Wednesday, January 02, 2008

Pakistan and Bush's Strategic Myopia

The always informative Barnett Rubin makes several compelling points about the Bush administration exacerbation of the political crisis in Pakistan with its ham-handed attempts to orchestrate events in the Middle East.

[R]ecent events demonstrate even more clearly is that the Bush administration's policy of relying on a personal relationship with a megalomaniac manipulator like Musharraf to fight al-Qaida has strengthened that organization immeasurably and perhaps fatally damaged the U.S.'s ability to form the coalition it needs to isolate and destroy that organization.

Many, probably most or nearly all, Pakistanis don't see the "War on Terror" as struggle of "moderates" against "extremists." They see it as a slogan to legitimate the military's authoritarian control . Through the classic psychological mechanism of reducing cognitive dissonance, it is only a short jump from believing that the threat of al-Qaida is being manipulated to strengthen authoritarian rule, to believing that the threat of al-Qaida is a hoax perpetrated to strengthen authoritarian rule....

The current situation in Pakistan is a case in point.

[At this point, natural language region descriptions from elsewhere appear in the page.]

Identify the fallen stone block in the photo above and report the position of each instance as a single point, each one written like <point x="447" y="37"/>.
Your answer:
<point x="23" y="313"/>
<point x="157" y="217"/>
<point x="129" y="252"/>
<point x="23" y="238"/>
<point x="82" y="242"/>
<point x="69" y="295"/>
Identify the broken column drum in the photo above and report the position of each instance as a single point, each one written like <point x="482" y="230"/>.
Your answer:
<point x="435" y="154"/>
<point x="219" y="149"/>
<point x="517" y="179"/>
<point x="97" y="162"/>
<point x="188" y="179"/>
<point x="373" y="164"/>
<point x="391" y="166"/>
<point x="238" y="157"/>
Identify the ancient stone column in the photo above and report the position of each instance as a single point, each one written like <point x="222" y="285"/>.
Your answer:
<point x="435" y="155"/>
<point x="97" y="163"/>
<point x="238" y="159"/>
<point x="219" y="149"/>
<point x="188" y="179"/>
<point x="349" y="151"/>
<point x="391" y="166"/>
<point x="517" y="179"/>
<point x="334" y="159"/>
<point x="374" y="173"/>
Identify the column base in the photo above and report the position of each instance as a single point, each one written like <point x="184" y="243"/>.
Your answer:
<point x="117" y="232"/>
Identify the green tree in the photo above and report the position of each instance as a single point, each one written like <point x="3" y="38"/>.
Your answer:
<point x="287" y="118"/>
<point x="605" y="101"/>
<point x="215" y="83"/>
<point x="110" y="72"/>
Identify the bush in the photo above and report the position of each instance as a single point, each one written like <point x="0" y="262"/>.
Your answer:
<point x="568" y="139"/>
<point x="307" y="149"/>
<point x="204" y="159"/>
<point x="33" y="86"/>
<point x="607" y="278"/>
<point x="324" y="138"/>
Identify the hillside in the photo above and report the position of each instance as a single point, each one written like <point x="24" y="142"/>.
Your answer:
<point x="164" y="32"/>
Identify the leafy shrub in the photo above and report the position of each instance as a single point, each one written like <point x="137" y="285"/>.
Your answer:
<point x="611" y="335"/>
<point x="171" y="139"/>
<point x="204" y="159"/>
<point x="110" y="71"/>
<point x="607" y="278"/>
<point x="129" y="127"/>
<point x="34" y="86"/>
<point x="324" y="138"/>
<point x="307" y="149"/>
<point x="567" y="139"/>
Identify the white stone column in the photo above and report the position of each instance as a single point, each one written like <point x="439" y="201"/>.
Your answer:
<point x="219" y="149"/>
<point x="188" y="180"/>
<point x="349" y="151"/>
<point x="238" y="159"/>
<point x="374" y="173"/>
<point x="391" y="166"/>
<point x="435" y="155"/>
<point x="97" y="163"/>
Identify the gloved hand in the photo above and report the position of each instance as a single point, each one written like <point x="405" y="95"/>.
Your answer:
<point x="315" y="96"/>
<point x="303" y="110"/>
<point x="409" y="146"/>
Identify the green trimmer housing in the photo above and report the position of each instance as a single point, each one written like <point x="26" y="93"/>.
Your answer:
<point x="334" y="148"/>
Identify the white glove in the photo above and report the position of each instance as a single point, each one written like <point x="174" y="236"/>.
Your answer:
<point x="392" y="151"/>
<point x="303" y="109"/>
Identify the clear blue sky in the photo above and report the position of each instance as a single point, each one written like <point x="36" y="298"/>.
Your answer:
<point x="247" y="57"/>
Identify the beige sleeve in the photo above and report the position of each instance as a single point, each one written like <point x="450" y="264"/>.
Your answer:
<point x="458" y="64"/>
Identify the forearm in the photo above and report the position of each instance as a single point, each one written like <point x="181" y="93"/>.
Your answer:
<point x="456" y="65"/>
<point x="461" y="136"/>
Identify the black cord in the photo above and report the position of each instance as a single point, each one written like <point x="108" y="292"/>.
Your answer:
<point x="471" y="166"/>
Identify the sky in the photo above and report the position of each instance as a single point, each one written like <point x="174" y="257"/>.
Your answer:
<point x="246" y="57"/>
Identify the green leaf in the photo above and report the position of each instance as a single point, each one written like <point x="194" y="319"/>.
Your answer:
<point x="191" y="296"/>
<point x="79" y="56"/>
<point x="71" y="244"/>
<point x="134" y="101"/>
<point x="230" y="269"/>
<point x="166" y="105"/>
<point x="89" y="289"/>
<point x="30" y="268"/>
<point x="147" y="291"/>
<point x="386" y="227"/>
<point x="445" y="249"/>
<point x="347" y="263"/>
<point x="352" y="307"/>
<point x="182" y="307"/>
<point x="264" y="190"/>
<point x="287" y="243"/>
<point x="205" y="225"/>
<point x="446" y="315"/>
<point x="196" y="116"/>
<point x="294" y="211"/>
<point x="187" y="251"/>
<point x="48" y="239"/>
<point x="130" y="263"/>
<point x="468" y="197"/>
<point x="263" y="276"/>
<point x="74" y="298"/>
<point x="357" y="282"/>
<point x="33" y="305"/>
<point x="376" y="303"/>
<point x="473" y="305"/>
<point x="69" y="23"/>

The Bush administration has decided that in the "Muslim world" a battle is going on between pro-American "moderates" and anti-American "extremists." According to them, the "Muslim world" has a two-party system organized around how Muslims feel about America. In Pakistan, General Pervez Musharraf is a "pro-American moderate." Benazir Bhutto is a "pro-American moderate." Therefore it is only logical (and in U.S. interests!) for the U.S. to realign Pakistan politics so that the "moderates" work together against the "extremists."

This ignores a few problems. It is not just a random problem that the "pro-American moderate" institution headed by General Musharraf executed Benazir's father and held her for years in solitary confinement. Despite Musharraf's propagation of the PR slogan, "enlightened moderation," the institution that he headed, and which put him in power, supported the Taliban unstintingly for many years and failed to deliver any results against al-Qaida when it would really have counted....

The military allies with the U.S. because that is the only way to get the weapons and money for their national security project and to prevent the U.S. from aligning with India. It has nothing to do with "moderation." The "pro-American moderate" Pakistan military has used the "anti-American extremist" jihadis for its national security project.

|Pakistan's Power Puzzle - Informed Comment: Global Affairs|(emphasis added)
So, Barnett's analysis seems to be that Dubya has been suckered. Again.